Die Bundeswehr, politische Stiftungen und zahlreiche Entwicklungsorganisationen leisteten unter schwierigsten Bedingungen dort Höchstleistungen. 35 Soldaten der Bundeswehr sind dort gefallen; insgesamt 59 Soldaten kamen nicht lebendig nach Hause. Nach dem sehr plötzlichen Ende des Einsatzes im letzten Sommer, initiiert durch Donald Trump, sind heute die Taliban wieder zurück an der Macht. Die Unterdrückung der Freiheitsrechte und die wirtschaftliche und existenzielle Not der Menschen bestimmen dort jetzt wieder den Alltag. Viele fragen sich daher: War dieser Einsatz umsonst?

Ich bin sicher: So pauschal lässt sich die Frage nicht beantworten. Wir haben einer ganzen Generation von Afghaninnen und Afghanen ermöglicht, Bildung, Demokratie und Freiheit zu erleben.

(Dr. Johann David Wadephul [CDU/CSU]: So ist es!)

Wir haben die terroristischen Strukturen der al-Qaida zerstört und damit auch die Terrorgefahr für Europa verringert – Terror, der lange Zeit aus Afghanistan heraus koordiniert worden ist. Wir haben es geschafft, dort viele Schulen und Straßen zu bauen. Die Infrastruktur zur Strom- und Wasserversorgung ist installiert und verbessert worden. Wir haben zwei Jahrzehnte genutzt, um gemeinsam mit den Afghanen an einer besseren Zukunft zu arbeiten.

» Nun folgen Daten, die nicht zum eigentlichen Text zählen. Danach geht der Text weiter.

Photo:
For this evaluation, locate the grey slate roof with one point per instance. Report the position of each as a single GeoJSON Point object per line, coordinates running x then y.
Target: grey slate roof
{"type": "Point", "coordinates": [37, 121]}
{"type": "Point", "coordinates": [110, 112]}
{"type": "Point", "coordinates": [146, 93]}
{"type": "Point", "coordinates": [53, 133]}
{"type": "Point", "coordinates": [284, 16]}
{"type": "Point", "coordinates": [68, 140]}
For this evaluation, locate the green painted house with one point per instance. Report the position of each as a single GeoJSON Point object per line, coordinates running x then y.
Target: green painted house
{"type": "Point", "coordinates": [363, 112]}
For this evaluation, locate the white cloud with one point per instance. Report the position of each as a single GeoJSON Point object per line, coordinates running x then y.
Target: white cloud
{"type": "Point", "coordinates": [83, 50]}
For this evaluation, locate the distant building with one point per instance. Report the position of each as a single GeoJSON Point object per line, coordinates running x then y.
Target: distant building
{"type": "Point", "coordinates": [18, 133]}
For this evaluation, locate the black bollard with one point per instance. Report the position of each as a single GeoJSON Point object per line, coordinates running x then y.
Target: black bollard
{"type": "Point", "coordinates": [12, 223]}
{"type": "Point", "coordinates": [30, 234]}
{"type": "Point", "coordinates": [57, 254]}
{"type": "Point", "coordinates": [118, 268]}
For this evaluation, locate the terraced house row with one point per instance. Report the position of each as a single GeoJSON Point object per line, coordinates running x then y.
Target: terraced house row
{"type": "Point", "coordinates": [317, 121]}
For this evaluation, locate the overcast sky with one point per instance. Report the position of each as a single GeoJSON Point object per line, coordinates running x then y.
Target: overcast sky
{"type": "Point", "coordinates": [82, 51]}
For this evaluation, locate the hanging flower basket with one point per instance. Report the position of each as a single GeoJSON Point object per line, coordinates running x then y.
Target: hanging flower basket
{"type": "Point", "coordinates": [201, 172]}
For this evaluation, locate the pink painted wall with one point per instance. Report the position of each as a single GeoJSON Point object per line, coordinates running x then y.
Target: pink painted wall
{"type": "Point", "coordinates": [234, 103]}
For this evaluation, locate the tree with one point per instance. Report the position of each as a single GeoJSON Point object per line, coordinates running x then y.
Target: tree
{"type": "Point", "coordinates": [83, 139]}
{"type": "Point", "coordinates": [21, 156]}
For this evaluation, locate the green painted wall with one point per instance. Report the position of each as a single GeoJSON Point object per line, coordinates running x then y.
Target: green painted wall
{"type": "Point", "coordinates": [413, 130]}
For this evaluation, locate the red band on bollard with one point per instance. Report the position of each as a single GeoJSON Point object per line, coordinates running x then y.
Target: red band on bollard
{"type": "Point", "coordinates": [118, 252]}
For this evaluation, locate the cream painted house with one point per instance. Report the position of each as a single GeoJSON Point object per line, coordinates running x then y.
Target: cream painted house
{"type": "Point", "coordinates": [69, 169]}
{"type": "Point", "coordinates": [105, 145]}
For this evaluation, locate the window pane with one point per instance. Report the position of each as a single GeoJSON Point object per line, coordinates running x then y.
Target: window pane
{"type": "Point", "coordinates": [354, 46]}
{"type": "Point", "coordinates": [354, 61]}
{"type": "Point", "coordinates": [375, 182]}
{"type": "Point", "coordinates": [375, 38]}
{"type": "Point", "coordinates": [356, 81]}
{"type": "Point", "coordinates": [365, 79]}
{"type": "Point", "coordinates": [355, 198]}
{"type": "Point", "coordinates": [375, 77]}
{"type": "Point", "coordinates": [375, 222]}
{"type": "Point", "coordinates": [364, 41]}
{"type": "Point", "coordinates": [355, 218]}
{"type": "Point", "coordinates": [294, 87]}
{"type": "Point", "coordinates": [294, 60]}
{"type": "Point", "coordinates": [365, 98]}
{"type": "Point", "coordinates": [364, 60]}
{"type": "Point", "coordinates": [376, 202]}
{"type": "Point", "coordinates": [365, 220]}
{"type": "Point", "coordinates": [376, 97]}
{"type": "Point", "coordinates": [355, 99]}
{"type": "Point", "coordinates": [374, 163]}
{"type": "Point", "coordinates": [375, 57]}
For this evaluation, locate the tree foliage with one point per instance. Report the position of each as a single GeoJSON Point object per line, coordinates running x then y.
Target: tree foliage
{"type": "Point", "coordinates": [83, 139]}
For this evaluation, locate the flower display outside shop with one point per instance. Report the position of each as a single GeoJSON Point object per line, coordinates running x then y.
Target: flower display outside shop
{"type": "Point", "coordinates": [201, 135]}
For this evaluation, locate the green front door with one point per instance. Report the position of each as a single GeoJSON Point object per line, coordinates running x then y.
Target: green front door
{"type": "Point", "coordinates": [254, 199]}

Der deutsche Einsatz in Afghanistan endete im letzten Jahr aber chaotisch. Der schnelle Abzug, insbesondere unserer US-amerikanischen Partner, überraschte die damalige Bundesregierung. Der Vormarsch der Taliban wurde von unseren zuständigen Ämtern und Nachrichtendiensten krass falsch eingeschätzt, mit katastrophalen Folgen. Die Kampfkraft der afghanischen Armee wurde von deutschen Dienststellen viel zu positiv eingestuft, diejenige der Taliban viel zu schwach bewertet. Die Bilder aus Juli und August 2021 haben uns alle tief berührt: Taliban, die brutal und schnell das Land einnehmen, Menschen, die um ihr Leben bangen und das Land hastig verlassen wollen, Horden von Menschen, die sich vor dem Flughafen gegenseitig erdrücken aus Angst um ihr Leben, Bombenanschläge in diese Menschenmassen hinein, Babys, die über den Stacheldrahtzaun hinübergereicht werden, um den Kindern eine Zukunft zu ermöglichen, panische Räumung von Botschaften, Ortskräfte, die uns vorher vor Ort unterstützt hatten und nun um die Rettung ihres Lebens flehten – dies alles darf sich nicht wiederholen. Wir müssen jetzt die richtigen Lehren daraus ziehen.

(Beifall bei der FDP, der SPD und dem BÜNDNIS 90/DIE GRÜNEN sowie bei Abgeordneten der CDU/CSU)

Als FDP-Fraktion haben wir früh darauf hingewiesen, dass jeder Einsatz der Bundeswehr eine Strategie braucht und regelmäßig evaluiert werden muss. Wir müssen uns immer im Voraus fragen: Was wollen wir erreichen? Bis wann wollen wir es erreichen? Wann kann die Aufgabe erfüllt sein? Und wo ist der Zeitpunkt für einen Abzug erreicht? Diese Fragen wurden im Fall Afghanistan aber gar nicht gestellt. Das gipfelte im Chaos in Kabul im Sommer 2021.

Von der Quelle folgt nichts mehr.